Hogan argues that over the longer term, the top-down subsidy approach toward stimulating development of certain resources will diminish because the cost of the subsidies and mandates will be too great or renewable energy costs will decline to a point where the resources are fully economic without them, causing the subsidies to naturally decay and disappear.

“The good news is competitive wholesale markets have an excellent track record,” Matthew Cordaro, former utility CEO and power market expert, said in an email. “Studies have consistently found that they drive down prices and ensure ample power, in both the short and long term, while helping ensure grid reliability,” Cordaro said.

“The markets, though, are facing escalating interference from policy makers. In New York, New Jersey and Massachusetts, for example, this includes recent mandates to have large amounts of offshore wind power. Increasingly, policy makers do not only want to set carbon reduction emission levels 10 to 20 years out, they want to specify how those reductions will be attained. This distorts, and can even paralyze, markets,” Cordaro said.

Carbon price

A major policy wild card that could alleviate some of the market irritation driven by subsidized generation is pricing carbon dioxide emissions into the wholesale power markets. This would provide the price signals needed to incentivize construction of lower emission resources – a major state policy goal – while making it more expensive to operate higher emitting resources.

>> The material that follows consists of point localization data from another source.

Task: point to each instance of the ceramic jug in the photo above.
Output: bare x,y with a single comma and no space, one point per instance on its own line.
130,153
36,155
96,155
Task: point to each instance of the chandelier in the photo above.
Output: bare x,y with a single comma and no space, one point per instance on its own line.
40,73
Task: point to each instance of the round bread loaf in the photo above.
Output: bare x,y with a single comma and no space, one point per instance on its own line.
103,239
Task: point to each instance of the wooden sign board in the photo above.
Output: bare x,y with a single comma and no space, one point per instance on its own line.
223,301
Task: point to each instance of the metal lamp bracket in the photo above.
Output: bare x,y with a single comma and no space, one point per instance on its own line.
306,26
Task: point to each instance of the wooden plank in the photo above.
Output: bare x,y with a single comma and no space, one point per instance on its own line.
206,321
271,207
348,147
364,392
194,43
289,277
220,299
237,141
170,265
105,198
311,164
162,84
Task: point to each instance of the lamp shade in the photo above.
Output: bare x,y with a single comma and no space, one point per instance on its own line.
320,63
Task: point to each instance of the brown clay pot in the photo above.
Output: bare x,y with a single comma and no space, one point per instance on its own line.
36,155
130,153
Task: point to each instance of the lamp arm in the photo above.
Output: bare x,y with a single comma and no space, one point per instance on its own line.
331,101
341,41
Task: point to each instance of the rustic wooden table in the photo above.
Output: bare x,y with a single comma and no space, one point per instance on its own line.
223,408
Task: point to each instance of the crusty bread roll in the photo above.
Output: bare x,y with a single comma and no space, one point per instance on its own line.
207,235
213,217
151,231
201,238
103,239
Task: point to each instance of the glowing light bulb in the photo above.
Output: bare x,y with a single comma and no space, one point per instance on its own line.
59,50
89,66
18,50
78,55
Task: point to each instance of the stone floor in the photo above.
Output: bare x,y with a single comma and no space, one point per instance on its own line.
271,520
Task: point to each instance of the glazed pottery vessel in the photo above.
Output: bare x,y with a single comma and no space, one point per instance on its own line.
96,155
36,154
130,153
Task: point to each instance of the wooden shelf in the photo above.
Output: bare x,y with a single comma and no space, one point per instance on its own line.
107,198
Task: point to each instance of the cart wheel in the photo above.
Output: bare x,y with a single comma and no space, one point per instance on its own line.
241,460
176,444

The New York Independent System Operator is furthest along among the regional ISOs on such an initiative, but as a single-state grid operator there are fewer stakeholders who need to agree on the approach.

“New York has attempted to address the issue more systematically with the application of a carbon price beginning in 2021-2022, but still has ambitious renewable energy mandates that will likely be met with out-of-market state procurements,” Kemmerer said. The state is supporting the development of 9 GW of offshore wind power by 2035.

“The implementation of something like a carbon price in PJM could aid in abating the detrimental effects of out-of-market payments to wholesale power markets, but the likelihood of accomplishing such a feat across the entirety of PJM’s footprint seems unlikely, at least in the near future,” he added.

While New York’s approach of seeking to utilize carbon pricing in dispatch “has merit,” LEI’s Goulding said, it remains to be seen whether it or any other ISO will be able to proceed with implementation.

ISOs are going to continue to struggle to adapt market designs to politically driven mandates, he said.

“Regrettably, over the next decade we are likely to see greater state-level interventions to procure more costly, unneeded generation which fails to meet environmental or reliability goals in a sensible, least cost fashion. This will make finances more precarious for the existing generators who are required to balance the system, leading to a vicious cycle of subsidies begetting more requests for subsidies,” Goulding said.